Nonoguchi hingegen wirkt still, zurückgezogen und pflichtbewusst. Sein größter Wunsch ist es, ein gefeierter Autor zu werden. Für diesen Traum hängt er sogar seinen sicheren Job als Lehrer an den Nagel. Für den Lesenden ist er schwer durchschaubar, da er einerseits betont, wie sehr er in Hidakas Schuld steht, aber andererseits einen tiefen Groll gegen ihn hegen muss. Wirkt er eingangs intelligent, wandelt sich dies schnell zu manipulativ und am Ende sogar intrigant.
Kommissar Kaga bleibt überwiegend unauffällig in dem Buch. Man merkt ihm einen gewissen Respekt gegenüber Nonoguchi an, da dieser ein alter Lehrerkollege von ihm ist. Er steigert sich immer mehr in den Fall hinein, wobei er vor Allem hinter das Motiv des Mordes kommen möchte. Kaga geht in seiner Ermittlungsarbeit strukturiert und gründlich vor. Erst gegen Ende, bekommt der Mord für ihn eine persönliche Komponente und er gibt etwas über sein eigenes Leben preis.
An dem Kriminalroman hat mir der Aufbau und der Schreibstil sehr gut gefallen. Die unterschiedlichen Kapitel, Perspektiven und Zeitebenen lockern die Handlung auf und der Lesende kann die Arbeit und neusten Erkenntnisse der Polizei an dem Fall eins-zu-eins mitverfolgen. Die Vermutungen, Schuldbekenntnisse und Zeugenaussagen sorgen zudem für Abwechslung.

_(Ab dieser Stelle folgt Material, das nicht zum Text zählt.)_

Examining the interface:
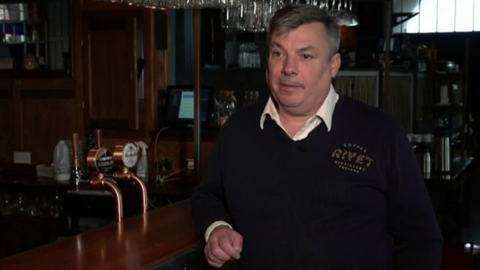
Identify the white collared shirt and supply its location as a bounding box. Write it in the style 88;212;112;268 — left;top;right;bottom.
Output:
205;85;339;241
260;85;339;141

Ein Kritikpunkt ist für mich allerdings die Länge der Geschichte. Oder eher ihre Kürze. Um den Figuren näher zu kommen, hätte ich mir an einigen Stellen gewünscht, dass sich der Autor mehr Zeit genommen und ihre Sichtweise ausführlicher dargestellt hätte. Die Auflösung am Ende wirkt eher wie eine schnelle Abhandlung als ein rundes Ende.
Nichtsdestoweniger mochte ich die überraschenden Wendungen, die die Geschichte immer wieder nimmt. Die Version der Mordnacht ändert sich so oft, dass man als Leser*in zwischenzeitlich völlig verwirrt ist, wem man noch trauen kann. So bleibt der Kriminalroman trotz des sachlichen und ruhigen Schreibstils dauerhaft spannend. Allerdings leidet die Glaubwürdigkeit des Falls nach jeder weiteren Abzweigung etwas. Ein großer Wendepunkt und Schockmoment hätte mir persönlich ausgereicht.
Ich würde das Buch denjenigen Lesenden empfehlen, die das Genre der Krimis und Thriller bereits kennen und mögen. Es kommt ohne viel Blut und Gewalt aus. Für meinen Geschmack war die Geschichte an einigen Stellen leider etwas zu kurz gefasst und unglaubwürdig. Allerdings gibt es einige spannende Wendungen und einen abwechslungsreichen Schreibstil. Ich gebe 3,5/5 Sterne und runde auf dieser Website auf 4/5 Sterne auf.